The Magic of 3 Percent GDP Growth

For a short month, there was a lot of good economic news packed into February: First, there were the 239,000 jobs added, well above consensus. Then we got a killer retail sales number that recast perceptions of a thrifty U.S. consumer strapped by the payroll tax hike. Businesses restocked their shelves faster than expected. Manufacturing sprang back to life after looking as if it was entering a recession late last year. And don’t forget the housing boom. More building permits were issued in February than in any month in nearly five years.

All this nice data has economists falling over themselves to revise their first-quarter growth estimates. Michael Feroli, chief U.S. economist at JPMorgan Chase (JPM), pushed his first-quarter forecast from 1.5 percent to 2.3 percent. The guys at Goldman Sachs (GS), led by chief economist Jan Hatzius, two-time winner of the award for the world’s most accurate economic forecaster, now think the U.S. will grow by 2.9 percent this quarter.
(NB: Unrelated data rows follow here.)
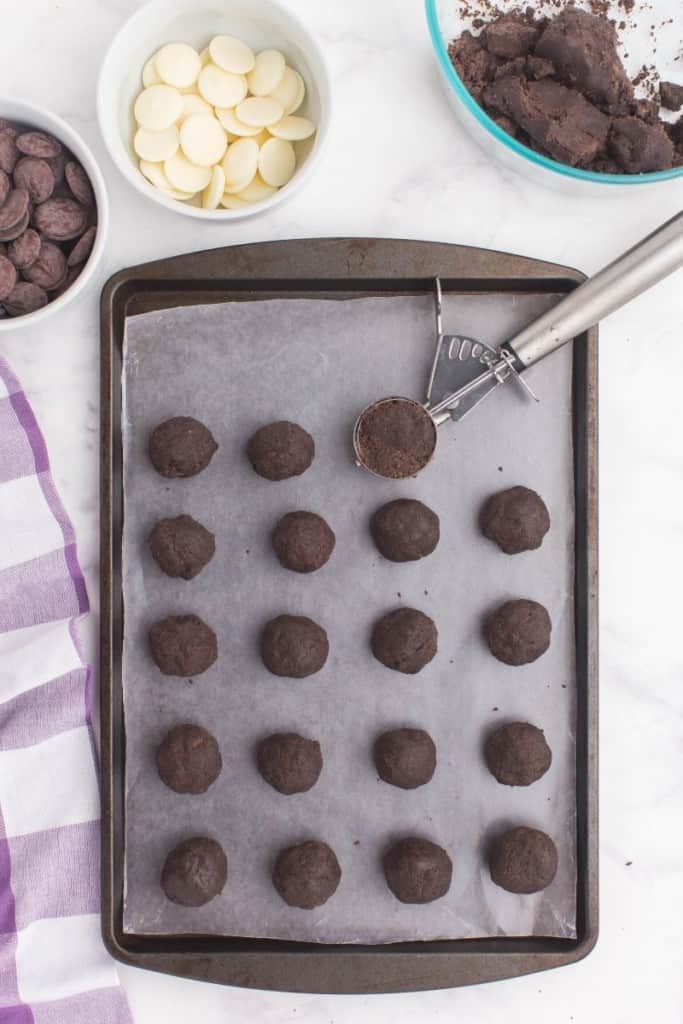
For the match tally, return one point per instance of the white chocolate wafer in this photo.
(221, 88)
(256, 190)
(184, 175)
(158, 107)
(240, 164)
(156, 145)
(150, 73)
(213, 193)
(293, 128)
(259, 112)
(276, 162)
(231, 123)
(178, 65)
(266, 74)
(231, 54)
(203, 139)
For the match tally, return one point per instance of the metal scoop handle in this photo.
(653, 258)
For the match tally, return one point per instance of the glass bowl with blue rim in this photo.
(443, 26)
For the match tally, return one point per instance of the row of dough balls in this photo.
(220, 124)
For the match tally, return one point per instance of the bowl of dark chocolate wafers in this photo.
(585, 93)
(53, 213)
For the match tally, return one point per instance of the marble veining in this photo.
(397, 165)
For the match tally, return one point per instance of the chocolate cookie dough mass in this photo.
(515, 519)
(181, 446)
(404, 529)
(395, 438)
(307, 875)
(417, 870)
(406, 758)
(522, 860)
(290, 763)
(188, 759)
(404, 639)
(302, 541)
(281, 450)
(517, 754)
(558, 85)
(182, 645)
(518, 632)
(294, 646)
(181, 547)
(195, 871)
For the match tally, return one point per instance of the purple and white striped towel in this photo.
(53, 967)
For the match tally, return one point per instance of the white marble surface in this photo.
(398, 166)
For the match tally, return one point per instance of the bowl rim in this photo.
(134, 177)
(75, 141)
(463, 93)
One of the biggest revisions came from Joseph LaVorgna, chief U.S. economist at Deutsche Bank (DB), who doubled his estimate from 1.5 percent to 3 percent last week after seeing February’s strong retail numbers. He now thinks the economy will grow at 3 percent for the entire year. “Three percent’s the magic number,” says LaVorgna. “If we get 3 percent GDP growth, unemployment falls by a percentage point.”

Three percent growth is a rarity these days. Since the recovery began in June 2009, the U.S. has seen just three quarters where growth was 3 percent or higher: the fourth quarter of 2009, the fourth quarter of 2011, and the third quarter of 2012. Three percent growth is also a game-changer of sorts in that it gives the economy enough momentum to escape the gravitational pull of inflation and population growth, and finally approach the coveted “virtuous cycle” of growth-creating growth.
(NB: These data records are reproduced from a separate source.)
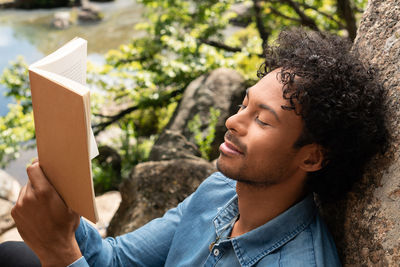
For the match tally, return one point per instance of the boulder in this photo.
(222, 89)
(9, 187)
(61, 20)
(175, 169)
(155, 187)
(89, 13)
(6, 221)
(173, 145)
(366, 224)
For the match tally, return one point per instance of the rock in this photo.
(110, 160)
(11, 235)
(153, 188)
(6, 221)
(89, 13)
(107, 204)
(61, 20)
(173, 145)
(9, 187)
(366, 224)
(222, 89)
(175, 169)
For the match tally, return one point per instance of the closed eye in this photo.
(241, 107)
(261, 122)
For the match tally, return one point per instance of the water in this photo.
(30, 34)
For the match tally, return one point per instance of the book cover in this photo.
(65, 141)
Jim O’Sullivan, chief U.S. economist at High Frequency Economics, has been sitting on a 3 percent forecast for more than a month, and now worries he may be too low. “If anything, the February numbers are adding up to stronger than 3 percent,” says O’Sullivan.
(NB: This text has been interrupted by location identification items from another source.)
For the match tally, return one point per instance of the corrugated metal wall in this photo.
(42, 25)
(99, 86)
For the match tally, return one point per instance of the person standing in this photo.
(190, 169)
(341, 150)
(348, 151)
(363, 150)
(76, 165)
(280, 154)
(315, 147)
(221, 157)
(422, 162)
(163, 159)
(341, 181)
Some of this growth appears to be pent-up demand from the huge slowdown we saw in the fourth quarter of last year, when the economy slowed to 0.1 percent growth as businesses and consumers all sat on their hands waiting for clarity out of the fiscal cliff showdown. After a huge inventory buildup in the third quarter of last year, businesses significantly slowed their purchases over the last three months of 2012. By the end of the holiday season, there were a lot of bare shelves out there.

Another driver is the strong increases we’ve seen in wages to start the year. Aggregate production worker income (a proxy for wage growth) jumped 1.1 percent in February, the biggest month-to-month increase since 2007. That’s gone a long way toward blunting the impact of the payroll tax increase. “Workers have some more ammunition to spend, which is a big plus so far,” says Jacob Oubina, senior U.S. economist at RBC Capital Markets (RY).

One of the more interesting theories behind the sudden burst of positive numbers comes from Maury Harris, chief economist for the Americas at UBS (UBS), who’s been sitting on a 3 percent GDP growth forecast for the first quarter since January. Harris posits that since most business decision-makers and investors in the U.S. are Republicans, a big chunk of high-level economic actors in the U.S. have spent much of the last four months being angry about another four years of President Obama, whose economic policies they see as destructive. “As a group, they have acted with disappointment to his reelection and were hesitant to spend because of the economic disaster they were certain was just around the corner,” says Harris. Only in the last several weeks have they had to face reality and started to come off the sidelines. “They’ve had to get over their anger and realize that the rest of the world was passing them by.”